While the king of the Pulindas was saying this, his commander-in-chief came quickly in a state of high delight, and entering said to him, “King, a certain merchant entered this wilderness with his followers, and he had with him much wealth and a very beautiful lady, a very gem of women; and when I heard of this, I went with an army, and seized him and his followers, with the wealth and the lady, and I have them here outside.” When Sundarasena and Vindhyaketu heard this, they said to themselves “Can these be that merchant and Mandáravatí?” And they said, “Let the merchant and the lady be brought in here at once,” and thereupon the commander-in-chief brought in that merchant and that lady. When Dṛiḍhabuddhi saw them, he exclaimed, “Here is that very princess Mandáravatí, and here is that villain of a merchant. Alas, princess! How came you to be reduced to this state, like a creeper scorched by the heat, with your bud-like lip dried up, and with your flower-ornaments stripped off?” While Dṛiḍhabuddhi was uttering this exclamation, Sundarasena rushed forward, and eagerly threw his arms round the neck of his beloved. Then the two lovers wept for a long time, as if to wash off from one another, by the water of a shower of tears, the defilement of separation.
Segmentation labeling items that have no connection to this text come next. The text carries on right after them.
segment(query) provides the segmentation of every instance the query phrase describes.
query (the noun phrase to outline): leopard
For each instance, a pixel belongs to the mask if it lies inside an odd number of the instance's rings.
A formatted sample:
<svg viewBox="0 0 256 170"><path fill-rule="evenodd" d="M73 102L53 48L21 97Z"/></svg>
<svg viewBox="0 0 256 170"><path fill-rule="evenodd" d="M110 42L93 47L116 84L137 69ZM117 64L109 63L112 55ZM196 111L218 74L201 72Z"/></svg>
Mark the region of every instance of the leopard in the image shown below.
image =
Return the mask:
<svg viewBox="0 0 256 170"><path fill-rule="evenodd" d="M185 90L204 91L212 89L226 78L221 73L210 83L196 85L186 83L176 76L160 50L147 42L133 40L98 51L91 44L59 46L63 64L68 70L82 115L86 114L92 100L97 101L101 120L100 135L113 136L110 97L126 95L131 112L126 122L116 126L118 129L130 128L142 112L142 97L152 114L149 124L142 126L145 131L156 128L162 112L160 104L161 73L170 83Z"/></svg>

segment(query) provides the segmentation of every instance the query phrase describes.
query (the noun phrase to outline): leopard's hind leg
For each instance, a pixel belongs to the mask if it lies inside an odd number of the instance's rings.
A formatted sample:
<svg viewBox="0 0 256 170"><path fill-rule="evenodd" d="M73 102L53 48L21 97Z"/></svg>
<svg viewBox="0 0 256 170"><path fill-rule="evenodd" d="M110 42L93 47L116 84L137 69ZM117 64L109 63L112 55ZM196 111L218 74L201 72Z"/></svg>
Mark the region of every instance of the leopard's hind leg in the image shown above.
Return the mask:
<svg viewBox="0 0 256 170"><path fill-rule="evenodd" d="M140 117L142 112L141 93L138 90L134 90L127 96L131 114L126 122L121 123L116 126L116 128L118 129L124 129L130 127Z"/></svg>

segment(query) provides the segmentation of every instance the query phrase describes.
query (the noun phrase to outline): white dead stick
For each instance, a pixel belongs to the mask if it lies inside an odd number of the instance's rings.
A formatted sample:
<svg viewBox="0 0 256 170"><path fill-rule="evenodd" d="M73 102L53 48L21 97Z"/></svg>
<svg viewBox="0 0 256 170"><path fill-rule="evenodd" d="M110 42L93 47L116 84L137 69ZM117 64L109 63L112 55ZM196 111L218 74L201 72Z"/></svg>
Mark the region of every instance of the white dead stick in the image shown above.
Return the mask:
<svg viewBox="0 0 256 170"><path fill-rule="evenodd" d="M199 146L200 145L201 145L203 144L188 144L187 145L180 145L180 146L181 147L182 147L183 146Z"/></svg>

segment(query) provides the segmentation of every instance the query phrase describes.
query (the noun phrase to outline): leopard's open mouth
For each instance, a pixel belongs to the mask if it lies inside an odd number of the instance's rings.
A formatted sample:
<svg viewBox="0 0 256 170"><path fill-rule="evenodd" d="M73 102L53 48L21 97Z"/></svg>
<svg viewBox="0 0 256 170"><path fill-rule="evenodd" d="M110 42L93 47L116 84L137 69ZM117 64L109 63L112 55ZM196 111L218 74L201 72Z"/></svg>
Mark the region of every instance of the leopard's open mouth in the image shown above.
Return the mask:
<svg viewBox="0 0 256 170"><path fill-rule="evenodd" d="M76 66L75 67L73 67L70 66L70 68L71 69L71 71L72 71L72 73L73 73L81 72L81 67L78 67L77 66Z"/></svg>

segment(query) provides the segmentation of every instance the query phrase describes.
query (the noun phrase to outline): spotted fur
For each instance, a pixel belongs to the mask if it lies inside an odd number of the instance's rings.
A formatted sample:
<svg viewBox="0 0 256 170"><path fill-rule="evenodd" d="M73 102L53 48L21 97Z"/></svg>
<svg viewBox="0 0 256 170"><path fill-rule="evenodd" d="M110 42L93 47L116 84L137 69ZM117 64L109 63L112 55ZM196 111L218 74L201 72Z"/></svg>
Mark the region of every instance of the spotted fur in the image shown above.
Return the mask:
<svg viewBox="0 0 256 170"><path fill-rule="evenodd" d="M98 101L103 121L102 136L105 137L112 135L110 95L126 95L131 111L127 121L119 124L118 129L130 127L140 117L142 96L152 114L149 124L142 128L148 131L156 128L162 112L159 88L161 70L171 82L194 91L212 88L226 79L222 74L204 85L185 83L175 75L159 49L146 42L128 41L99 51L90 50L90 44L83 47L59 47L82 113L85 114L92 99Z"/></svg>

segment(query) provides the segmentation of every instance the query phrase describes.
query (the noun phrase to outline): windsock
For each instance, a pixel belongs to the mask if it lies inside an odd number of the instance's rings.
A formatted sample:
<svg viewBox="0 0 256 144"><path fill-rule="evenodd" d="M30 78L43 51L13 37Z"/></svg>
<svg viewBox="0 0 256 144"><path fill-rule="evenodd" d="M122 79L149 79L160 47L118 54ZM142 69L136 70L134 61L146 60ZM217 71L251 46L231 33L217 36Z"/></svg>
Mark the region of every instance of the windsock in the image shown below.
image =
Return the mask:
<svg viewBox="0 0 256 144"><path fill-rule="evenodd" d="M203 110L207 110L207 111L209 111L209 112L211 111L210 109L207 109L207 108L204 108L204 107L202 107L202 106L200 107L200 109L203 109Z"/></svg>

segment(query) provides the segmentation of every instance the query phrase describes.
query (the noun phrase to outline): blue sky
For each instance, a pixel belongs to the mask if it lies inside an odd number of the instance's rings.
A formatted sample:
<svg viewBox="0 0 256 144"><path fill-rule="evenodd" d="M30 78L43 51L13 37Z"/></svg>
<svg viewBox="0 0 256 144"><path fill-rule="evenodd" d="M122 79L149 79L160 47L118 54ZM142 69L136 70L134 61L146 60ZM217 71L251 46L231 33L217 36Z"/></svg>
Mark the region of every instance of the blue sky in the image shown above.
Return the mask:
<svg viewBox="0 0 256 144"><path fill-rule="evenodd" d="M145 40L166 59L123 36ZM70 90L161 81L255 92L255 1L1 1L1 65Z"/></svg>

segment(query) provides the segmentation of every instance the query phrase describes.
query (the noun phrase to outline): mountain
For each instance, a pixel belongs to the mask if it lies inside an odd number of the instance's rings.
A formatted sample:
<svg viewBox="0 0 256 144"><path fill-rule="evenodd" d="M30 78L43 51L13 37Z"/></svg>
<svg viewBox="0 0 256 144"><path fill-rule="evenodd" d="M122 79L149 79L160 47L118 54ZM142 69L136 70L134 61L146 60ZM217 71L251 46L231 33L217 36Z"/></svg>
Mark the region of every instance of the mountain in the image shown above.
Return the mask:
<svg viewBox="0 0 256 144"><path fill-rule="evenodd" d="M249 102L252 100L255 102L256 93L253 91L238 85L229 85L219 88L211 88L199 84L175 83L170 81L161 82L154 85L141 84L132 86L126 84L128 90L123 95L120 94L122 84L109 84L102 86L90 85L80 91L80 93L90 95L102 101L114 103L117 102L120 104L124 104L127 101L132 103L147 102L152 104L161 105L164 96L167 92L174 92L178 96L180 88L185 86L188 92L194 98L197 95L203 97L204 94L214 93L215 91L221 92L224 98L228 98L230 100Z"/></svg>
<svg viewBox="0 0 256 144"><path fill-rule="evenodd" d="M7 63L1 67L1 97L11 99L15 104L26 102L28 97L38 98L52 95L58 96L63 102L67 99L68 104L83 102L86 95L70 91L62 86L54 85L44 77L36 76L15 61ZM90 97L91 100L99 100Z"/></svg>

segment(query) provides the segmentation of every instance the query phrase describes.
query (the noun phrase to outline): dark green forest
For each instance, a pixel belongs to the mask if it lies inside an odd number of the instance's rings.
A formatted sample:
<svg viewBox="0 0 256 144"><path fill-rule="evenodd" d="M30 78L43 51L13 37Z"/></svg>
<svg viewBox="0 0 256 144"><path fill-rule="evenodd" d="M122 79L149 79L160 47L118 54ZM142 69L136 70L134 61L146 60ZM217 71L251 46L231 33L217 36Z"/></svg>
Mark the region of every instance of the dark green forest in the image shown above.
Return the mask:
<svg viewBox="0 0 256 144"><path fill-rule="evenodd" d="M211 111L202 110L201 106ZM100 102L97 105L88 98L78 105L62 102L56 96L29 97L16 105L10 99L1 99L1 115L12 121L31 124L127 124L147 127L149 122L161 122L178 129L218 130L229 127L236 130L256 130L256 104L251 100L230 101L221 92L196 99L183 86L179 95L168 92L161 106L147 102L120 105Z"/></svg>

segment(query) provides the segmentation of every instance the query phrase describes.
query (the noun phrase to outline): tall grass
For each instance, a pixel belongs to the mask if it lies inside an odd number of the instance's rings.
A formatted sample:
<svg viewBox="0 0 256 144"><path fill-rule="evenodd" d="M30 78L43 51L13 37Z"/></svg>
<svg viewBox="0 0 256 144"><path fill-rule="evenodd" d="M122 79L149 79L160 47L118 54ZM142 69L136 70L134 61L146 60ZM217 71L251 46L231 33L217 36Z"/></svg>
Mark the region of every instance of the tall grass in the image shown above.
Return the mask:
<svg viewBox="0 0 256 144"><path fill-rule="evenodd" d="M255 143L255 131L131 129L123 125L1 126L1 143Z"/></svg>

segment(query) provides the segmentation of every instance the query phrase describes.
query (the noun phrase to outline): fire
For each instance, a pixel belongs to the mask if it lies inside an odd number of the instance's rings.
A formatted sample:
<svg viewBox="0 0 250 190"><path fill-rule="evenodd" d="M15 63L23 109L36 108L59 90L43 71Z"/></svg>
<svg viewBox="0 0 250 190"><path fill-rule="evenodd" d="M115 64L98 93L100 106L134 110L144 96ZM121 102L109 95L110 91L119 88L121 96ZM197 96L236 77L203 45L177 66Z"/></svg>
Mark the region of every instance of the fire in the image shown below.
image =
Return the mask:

Then Vindhyaketu, having consoled them both, said to that merchant, “How came you to carry off the wife of one who confided in you?” Then the merchant said, with a voice trembling with fear, “I have fruitlessly done this to my own destruction, but this holy saint was preserved by her own unapproachable splendour; I was no more able to touch her, than if she had been a flame of fire; and I did intend, villain that I was, to take her to my own country, and after her anger had been allayed, and she had been reconciled to me, to marry her.” When the merchant had said this, the king ordered him to be put to death on the spot; but Sundarasena saved him from execution; however he had his abundant wealth confiscated, a heavier loss than that of life; for those that have lost their wealth die daily, not so those that have lost their breath.
So Sundarasena had that merchant set at liberty, and the wretched creature went where he would, pleased at having escaped with life; and king Vindhyaketu took Mandáravatí, and went with her and Sundarasena to the palace of his own queen. There he gave orders to his queen, and had Mandáravatí honoured with a bath, with clothes and with unguents, and after Sundarasena had been in the same way bathed and adorned, he made him sit down on a splendid throne, and honoured him with gifts, pearls, musk, and so on. And on account of the reunion of that couple, the king made a great feast, at which all the Śavara women danced delighted.
Then, the next day, Sundarasena said to the king, “My wounds are healed, and my object is attained, so I will now go hence to my own city; and, please, send off at once to my father a messenger with a letter, to tell the whole story, and announce my arrival.”[26] When the Śavara chief heard this, he sent off a messenger with a letter, and gave him the message which the prince suggested.